None of the three positions is ruled out by current evidence. Intellectual honesty requires acknowledging that uncertainty as part of the analysis, not hiding it behind a specific prediction.
Unresolved tensions a power user should map
Three tensions that don't show up in enthusiastic coverage and are worth keeping on the radar:
Tension 1 — Literalism vs robustness in agents. The more literally a model follows instructions, the more predictable it is for autonomous systems but the less tolerant of imperfect instructions. The industry is shifting toward more literalism. Implication: agents work well for users who write detailed instructions and poorly for casual users. The productivity gap between power users and casual users widens.
Tension 2 — Privacy vs personalization. Both technical avenues toward persistent memory generate sensitive data. Regulation moves slower than capability. In 24 months the question isn't "do I want personalized AI?" but "in which jurisdiction and under what contractual frame do I want it?".
Tension 3 — Token cost in production at scale. New tokenization systems can change the token count for the same input by factors of up to 1.35x. For high-volume deploys, that's a non-formal cost increase. Enterprise contracts based on historical estimates drift out of alignment. Worth recalibrating dashboards quarterly.

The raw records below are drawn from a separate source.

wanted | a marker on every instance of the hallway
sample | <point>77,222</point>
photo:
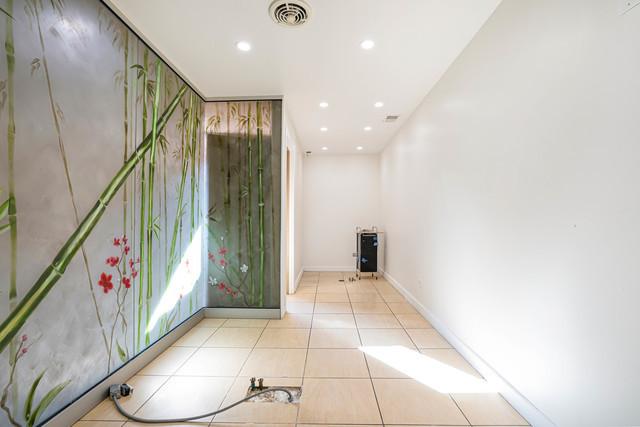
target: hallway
<point>349,344</point>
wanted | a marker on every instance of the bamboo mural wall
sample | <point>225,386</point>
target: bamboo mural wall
<point>101,174</point>
<point>244,162</point>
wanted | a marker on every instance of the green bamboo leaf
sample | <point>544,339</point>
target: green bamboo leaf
<point>121,353</point>
<point>32,392</point>
<point>141,70</point>
<point>5,12</point>
<point>155,227</point>
<point>4,209</point>
<point>45,402</point>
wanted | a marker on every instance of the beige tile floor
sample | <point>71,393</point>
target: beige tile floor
<point>321,344</point>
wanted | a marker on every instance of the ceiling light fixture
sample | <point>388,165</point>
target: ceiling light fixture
<point>243,46</point>
<point>367,44</point>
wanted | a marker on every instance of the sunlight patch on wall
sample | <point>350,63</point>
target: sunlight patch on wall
<point>182,280</point>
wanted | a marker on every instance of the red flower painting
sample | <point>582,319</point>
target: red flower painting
<point>112,261</point>
<point>105,282</point>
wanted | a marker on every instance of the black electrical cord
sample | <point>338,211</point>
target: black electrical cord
<point>115,394</point>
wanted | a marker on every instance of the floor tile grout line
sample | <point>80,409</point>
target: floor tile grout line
<point>306,355</point>
<point>459,408</point>
<point>168,377</point>
<point>366,362</point>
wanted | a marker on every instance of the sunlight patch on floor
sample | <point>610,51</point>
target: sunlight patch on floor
<point>428,371</point>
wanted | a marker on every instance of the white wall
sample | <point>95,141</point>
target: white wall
<point>340,193</point>
<point>512,205</point>
<point>297,155</point>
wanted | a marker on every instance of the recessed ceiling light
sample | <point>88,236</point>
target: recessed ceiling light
<point>367,44</point>
<point>243,46</point>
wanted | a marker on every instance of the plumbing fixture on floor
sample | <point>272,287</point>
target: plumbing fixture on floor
<point>116,391</point>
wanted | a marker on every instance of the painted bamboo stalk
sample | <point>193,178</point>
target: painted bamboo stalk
<point>50,276</point>
<point>143,201</point>
<point>192,223</point>
<point>187,125</point>
<point>11,145</point>
<point>260,203</point>
<point>150,187</point>
<point>250,205</point>
<point>164,174</point>
<point>240,140</point>
<point>63,155</point>
<point>224,171</point>
<point>126,125</point>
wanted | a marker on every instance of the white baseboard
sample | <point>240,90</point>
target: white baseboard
<point>298,279</point>
<point>242,313</point>
<point>329,268</point>
<point>521,404</point>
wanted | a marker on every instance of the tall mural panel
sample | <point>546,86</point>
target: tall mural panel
<point>244,163</point>
<point>101,214</point>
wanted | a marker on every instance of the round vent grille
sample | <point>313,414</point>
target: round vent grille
<point>290,13</point>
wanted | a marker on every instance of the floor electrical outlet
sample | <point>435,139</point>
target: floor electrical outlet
<point>276,396</point>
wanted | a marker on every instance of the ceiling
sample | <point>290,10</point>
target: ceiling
<point>415,42</point>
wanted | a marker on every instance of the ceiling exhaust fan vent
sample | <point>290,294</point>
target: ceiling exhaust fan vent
<point>290,13</point>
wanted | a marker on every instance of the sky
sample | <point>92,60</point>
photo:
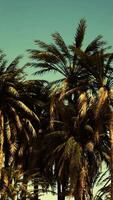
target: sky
<point>23,21</point>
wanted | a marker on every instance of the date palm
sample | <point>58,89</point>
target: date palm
<point>60,58</point>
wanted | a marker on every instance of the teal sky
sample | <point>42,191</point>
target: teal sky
<point>23,21</point>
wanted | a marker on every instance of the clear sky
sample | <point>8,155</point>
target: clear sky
<point>23,21</point>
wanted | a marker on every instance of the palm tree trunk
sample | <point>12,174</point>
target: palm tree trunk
<point>1,140</point>
<point>61,195</point>
<point>36,188</point>
<point>111,138</point>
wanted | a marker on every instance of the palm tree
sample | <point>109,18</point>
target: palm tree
<point>63,59</point>
<point>19,123</point>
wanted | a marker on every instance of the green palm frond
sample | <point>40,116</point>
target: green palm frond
<point>13,65</point>
<point>95,45</point>
<point>12,91</point>
<point>20,105</point>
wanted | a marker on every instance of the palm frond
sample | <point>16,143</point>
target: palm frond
<point>61,44</point>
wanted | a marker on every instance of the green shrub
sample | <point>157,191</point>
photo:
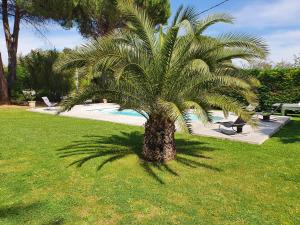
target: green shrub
<point>278,85</point>
<point>35,71</point>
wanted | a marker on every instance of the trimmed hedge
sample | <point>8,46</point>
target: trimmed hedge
<point>278,85</point>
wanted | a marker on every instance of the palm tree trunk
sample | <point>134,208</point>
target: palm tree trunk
<point>159,142</point>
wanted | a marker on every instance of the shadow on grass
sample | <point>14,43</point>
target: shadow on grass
<point>23,210</point>
<point>117,147</point>
<point>291,132</point>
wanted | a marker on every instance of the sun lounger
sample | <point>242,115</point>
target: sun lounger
<point>285,107</point>
<point>236,126</point>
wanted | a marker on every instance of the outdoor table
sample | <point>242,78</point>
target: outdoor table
<point>284,107</point>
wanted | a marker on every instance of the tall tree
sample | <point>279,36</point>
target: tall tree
<point>92,17</point>
<point>164,76</point>
<point>4,98</point>
<point>13,12</point>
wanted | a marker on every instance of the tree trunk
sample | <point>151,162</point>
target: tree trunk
<point>159,142</point>
<point>11,42</point>
<point>4,98</point>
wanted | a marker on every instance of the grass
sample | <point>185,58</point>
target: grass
<point>211,182</point>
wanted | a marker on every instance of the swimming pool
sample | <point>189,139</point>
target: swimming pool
<point>132,113</point>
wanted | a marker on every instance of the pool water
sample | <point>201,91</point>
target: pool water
<point>129,112</point>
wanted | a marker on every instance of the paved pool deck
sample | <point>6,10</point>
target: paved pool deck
<point>257,135</point>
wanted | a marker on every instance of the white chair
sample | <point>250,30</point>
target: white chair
<point>48,103</point>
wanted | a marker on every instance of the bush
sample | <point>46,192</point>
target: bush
<point>35,71</point>
<point>278,85</point>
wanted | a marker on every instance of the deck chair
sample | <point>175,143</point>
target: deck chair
<point>238,124</point>
<point>48,103</point>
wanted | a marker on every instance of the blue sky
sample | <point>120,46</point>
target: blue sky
<point>277,21</point>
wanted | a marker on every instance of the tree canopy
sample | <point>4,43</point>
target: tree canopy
<point>94,18</point>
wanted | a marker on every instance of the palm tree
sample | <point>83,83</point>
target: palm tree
<point>165,74</point>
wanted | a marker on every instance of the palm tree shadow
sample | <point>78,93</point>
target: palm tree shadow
<point>116,147</point>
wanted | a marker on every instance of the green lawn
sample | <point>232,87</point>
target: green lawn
<point>211,182</point>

Thesis: the structural winner of the next 24 months
I'll close with an editorial thesis, not a neutral projection.
The structural winner of the 2026-2028 period won't be the largest model, the highest benchmark, or the agent with the most viral demos. It'll be the system that the most mid-sized companies and independent professionals can delegate real work to with confidence.

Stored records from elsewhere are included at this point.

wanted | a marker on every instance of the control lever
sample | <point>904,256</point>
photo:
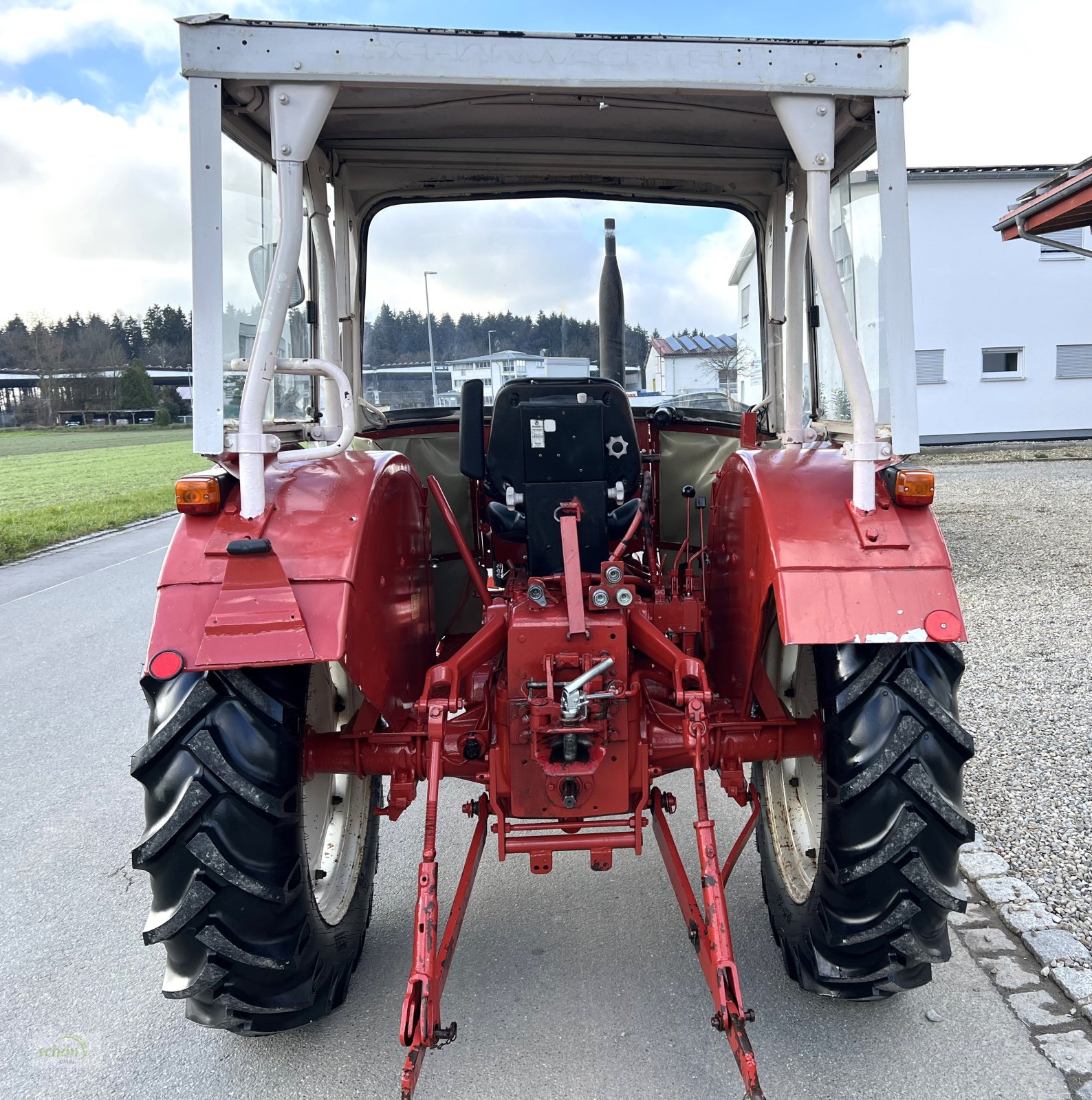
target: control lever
<point>573,698</point>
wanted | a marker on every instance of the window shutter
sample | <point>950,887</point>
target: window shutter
<point>930,366</point>
<point>1075,361</point>
<point>1067,236</point>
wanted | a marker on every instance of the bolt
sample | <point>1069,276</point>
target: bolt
<point>569,791</point>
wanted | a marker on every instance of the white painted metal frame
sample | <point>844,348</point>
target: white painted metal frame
<point>303,65</point>
<point>298,113</point>
<point>794,315</point>
<point>207,249</point>
<point>897,397</point>
<point>402,55</point>
<point>329,337</point>
<point>809,124</point>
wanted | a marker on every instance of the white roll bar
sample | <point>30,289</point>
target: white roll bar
<point>794,317</point>
<point>336,380</point>
<point>809,124</point>
<point>298,113</point>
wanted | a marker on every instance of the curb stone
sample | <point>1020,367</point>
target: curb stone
<point>1042,971</point>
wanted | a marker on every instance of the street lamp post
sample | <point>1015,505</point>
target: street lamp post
<point>428,322</point>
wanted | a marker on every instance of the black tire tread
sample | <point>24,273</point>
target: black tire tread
<point>893,823</point>
<point>247,949</point>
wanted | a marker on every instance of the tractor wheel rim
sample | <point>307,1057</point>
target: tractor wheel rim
<point>335,810</point>
<point>794,812</point>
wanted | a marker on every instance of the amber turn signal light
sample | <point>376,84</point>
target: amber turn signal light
<point>197,496</point>
<point>914,489</point>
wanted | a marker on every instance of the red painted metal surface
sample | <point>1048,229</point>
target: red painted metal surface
<point>780,531</point>
<point>670,676</point>
<point>350,561</point>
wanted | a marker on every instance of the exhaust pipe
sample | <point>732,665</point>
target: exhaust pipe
<point>611,314</point>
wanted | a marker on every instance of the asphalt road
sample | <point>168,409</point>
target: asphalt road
<point>568,984</point>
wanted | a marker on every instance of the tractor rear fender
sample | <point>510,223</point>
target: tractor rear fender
<point>782,527</point>
<point>346,578</point>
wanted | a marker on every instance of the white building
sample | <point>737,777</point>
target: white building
<point>690,364</point>
<point>744,278</point>
<point>1003,330</point>
<point>505,366</point>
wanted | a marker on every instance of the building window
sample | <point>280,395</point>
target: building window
<point>1070,236</point>
<point>930,366</point>
<point>1075,361</point>
<point>1002,363</point>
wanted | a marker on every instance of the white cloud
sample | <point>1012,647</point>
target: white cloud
<point>1003,85</point>
<point>96,206</point>
<point>30,30</point>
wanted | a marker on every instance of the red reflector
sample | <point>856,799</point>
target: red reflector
<point>943,626</point>
<point>165,665</point>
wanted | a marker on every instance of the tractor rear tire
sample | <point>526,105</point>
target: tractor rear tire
<point>873,918</point>
<point>253,946</point>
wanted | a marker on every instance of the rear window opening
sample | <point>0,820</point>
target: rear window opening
<point>510,289</point>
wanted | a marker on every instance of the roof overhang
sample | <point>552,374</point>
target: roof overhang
<point>1062,203</point>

That requires three attributes that don't generate headlines:
- Behavior predictability. That the same instruction produces the same result tomorrow that it did today. That model updates don't break production flows.
- Trustworthy self-verification. That the model says "I know this and I don't know that" instead of confidently inventing. The real frontier of practical utility lives here, not in abstract benchmarks.
- Predictable total operating cost. That the cost of delegating task X is calculable in advance and stable quarter to quarter.
The companies building on these three dimensions — past the race for raw capability benchmarks — are the ones that will capture the real-work market when the current hype cycle ends. And that transition happens, without exaggeration, on a timescale of the next twenty-four months.
What's your personal empirical test for deciding whether an AI system is reliable enough to fold into a critical workflow in your business?